Title: The role of RNA editing by ADAR1 in prevention of innate immune sensing of self-RNA
Authors: Heraud-Farlow, JE
Walkley, CR
Issue Year: 2016
Publisher SPRINGER HEIDELBERG
Series J. Mol. Med.:
Abstract The innate immune system is the first line of the cellular defence against invading pathogens. A critical component of this defence is the capacity to discriminate foreign RNA molecules, which are distinct from most cellular RNAs in structure and/or modifications. However, a series of rare autoimmune/autoinflammatory diseases in humans highlight the propensity for the innate immune sensing system to be activated by endogenous cellular double-stranded RNAs (dsRNAs), underscoring the fine line between distinguishing self from non-self.

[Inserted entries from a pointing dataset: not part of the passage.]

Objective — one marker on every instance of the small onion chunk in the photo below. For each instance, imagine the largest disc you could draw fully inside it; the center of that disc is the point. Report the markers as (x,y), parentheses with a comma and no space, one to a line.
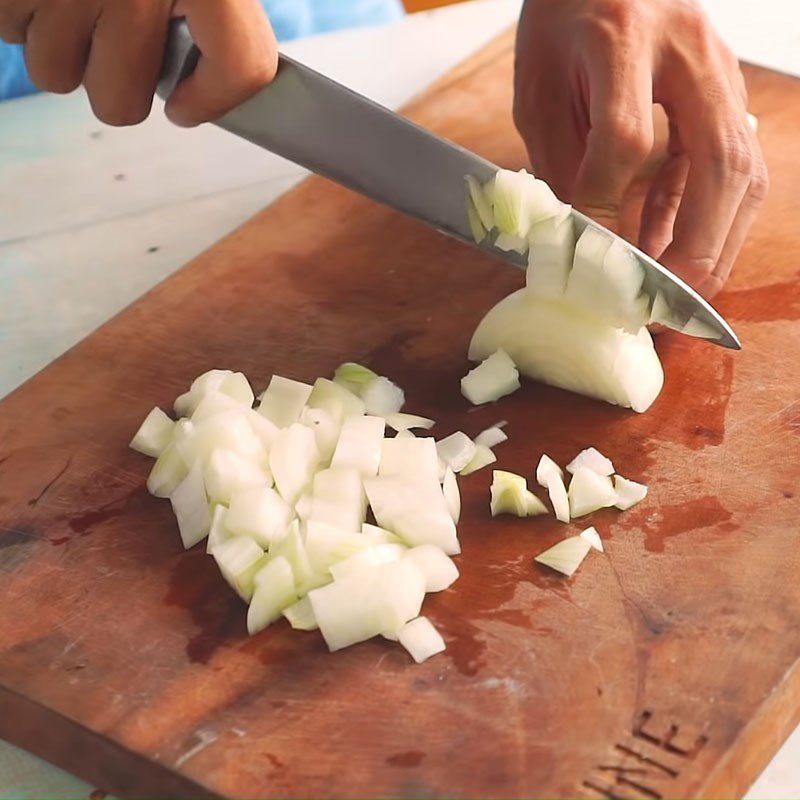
(495,377)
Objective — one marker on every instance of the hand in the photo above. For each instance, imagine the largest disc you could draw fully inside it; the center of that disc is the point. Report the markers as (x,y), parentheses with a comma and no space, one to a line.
(587,75)
(115,49)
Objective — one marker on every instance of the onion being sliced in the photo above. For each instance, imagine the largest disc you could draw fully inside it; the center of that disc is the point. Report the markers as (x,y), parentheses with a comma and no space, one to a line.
(274,591)
(367,602)
(558,344)
(451,494)
(438,568)
(154,434)
(293,460)
(593,537)
(566,556)
(482,458)
(227,472)
(403,422)
(239,559)
(456,450)
(491,437)
(591,459)
(589,492)
(382,397)
(338,498)
(421,639)
(412,459)
(284,400)
(559,498)
(190,505)
(545,469)
(629,493)
(300,615)
(260,514)
(495,377)
(415,510)
(360,445)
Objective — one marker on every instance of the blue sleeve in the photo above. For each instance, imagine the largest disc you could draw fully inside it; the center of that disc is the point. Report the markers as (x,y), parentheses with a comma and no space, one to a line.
(14,80)
(290,19)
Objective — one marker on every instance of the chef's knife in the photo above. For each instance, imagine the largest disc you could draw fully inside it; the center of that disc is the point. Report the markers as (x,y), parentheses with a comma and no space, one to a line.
(333,131)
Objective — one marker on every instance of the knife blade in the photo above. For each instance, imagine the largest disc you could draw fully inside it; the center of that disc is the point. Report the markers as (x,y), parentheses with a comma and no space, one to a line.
(339,134)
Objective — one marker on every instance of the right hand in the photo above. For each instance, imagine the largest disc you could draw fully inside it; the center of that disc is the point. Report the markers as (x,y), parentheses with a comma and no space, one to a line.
(115,48)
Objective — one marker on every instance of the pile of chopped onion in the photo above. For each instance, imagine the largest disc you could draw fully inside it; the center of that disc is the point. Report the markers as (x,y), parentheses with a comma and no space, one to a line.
(311,509)
(580,323)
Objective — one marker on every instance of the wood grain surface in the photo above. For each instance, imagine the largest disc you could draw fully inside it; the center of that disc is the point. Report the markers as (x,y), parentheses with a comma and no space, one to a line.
(667,667)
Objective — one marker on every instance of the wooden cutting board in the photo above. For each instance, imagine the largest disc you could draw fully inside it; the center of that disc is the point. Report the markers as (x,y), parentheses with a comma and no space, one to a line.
(666,667)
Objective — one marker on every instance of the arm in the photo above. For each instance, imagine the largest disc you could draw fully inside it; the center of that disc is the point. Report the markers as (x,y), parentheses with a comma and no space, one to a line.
(588,74)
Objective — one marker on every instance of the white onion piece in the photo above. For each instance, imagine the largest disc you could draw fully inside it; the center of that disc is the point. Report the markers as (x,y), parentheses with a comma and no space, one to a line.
(339,499)
(403,422)
(168,471)
(154,434)
(190,506)
(367,602)
(274,591)
(327,545)
(300,615)
(451,494)
(218,533)
(592,459)
(377,535)
(559,498)
(228,430)
(412,459)
(421,639)
(482,205)
(339,402)
(262,514)
(293,460)
(326,431)
(360,444)
(382,397)
(438,568)
(293,548)
(545,469)
(227,472)
(284,400)
(495,377)
(629,493)
(551,246)
(368,557)
(491,437)
(589,492)
(456,450)
(593,537)
(238,560)
(482,458)
(566,556)
(416,511)
(555,343)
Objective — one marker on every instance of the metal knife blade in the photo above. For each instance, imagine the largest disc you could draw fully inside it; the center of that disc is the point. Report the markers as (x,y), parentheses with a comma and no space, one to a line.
(336,132)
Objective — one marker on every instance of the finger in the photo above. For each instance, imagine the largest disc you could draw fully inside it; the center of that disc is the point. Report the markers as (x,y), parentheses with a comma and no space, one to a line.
(748,211)
(14,21)
(719,147)
(57,46)
(125,59)
(621,130)
(663,198)
(239,57)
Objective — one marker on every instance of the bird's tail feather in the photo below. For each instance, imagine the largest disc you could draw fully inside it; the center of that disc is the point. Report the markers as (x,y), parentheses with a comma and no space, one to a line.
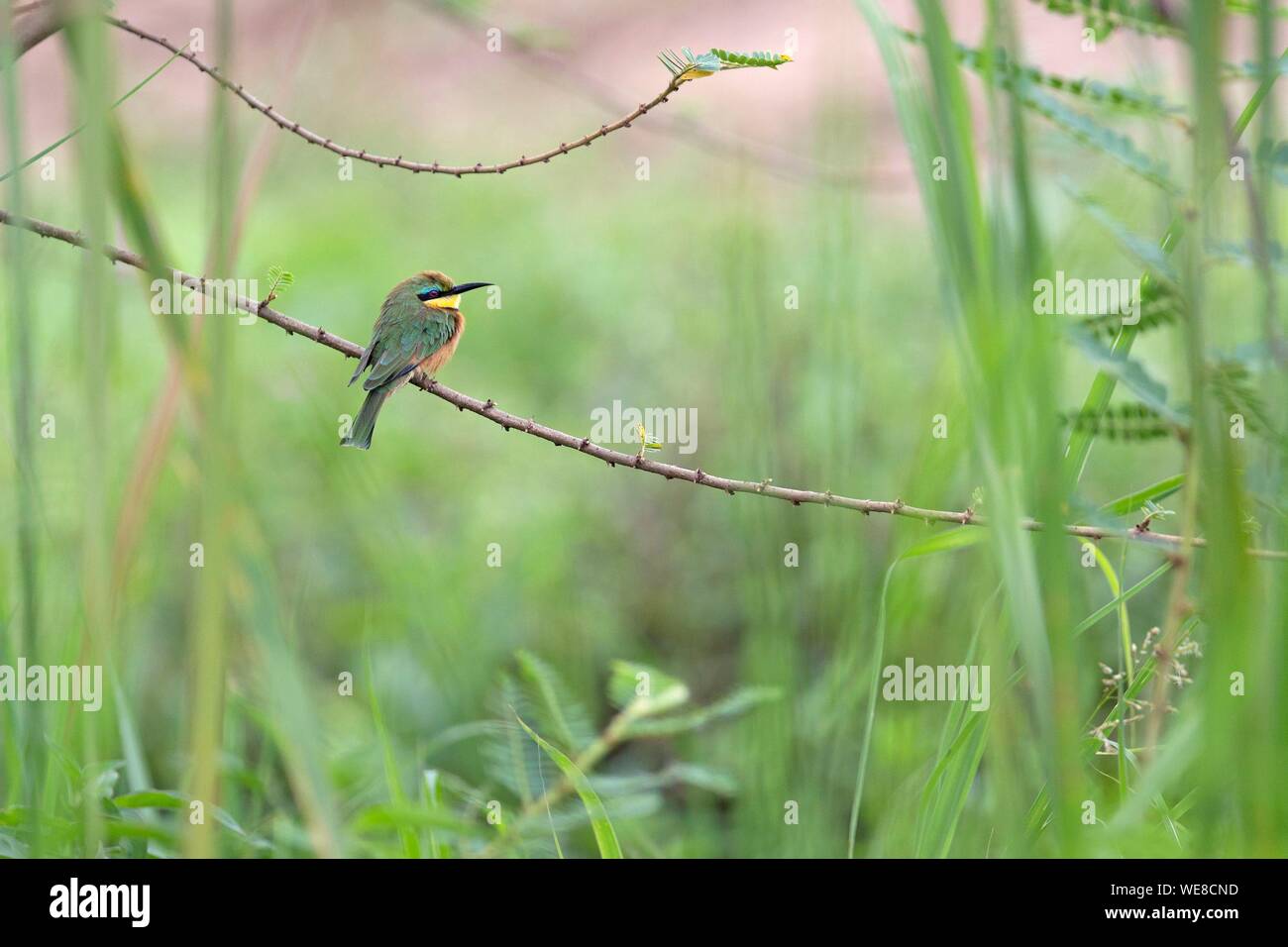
(365,424)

The RNA editing enzyme ADAR1 has recently emerged as a key regulator that prevents innate immune pathway activation, principally the cytosolic dsRNA sensor MDA5, from inducing interferon in response to double-stranded RNA structures within endogenous RNAs. Adenosine-to-Inosine RNA editing by ADAR1 is proposed to destabilise duplexes formed from inverted repetitive elements within RNAs, which appear to prevent MDA5 from sensing these RNA as virus-like in the cytoplasm. Aberrant activation of these pathways has catastrophic effects at both a cellular and organismal level, contributing to one of the causes of the conditions collectively known as the type I interferonopathies.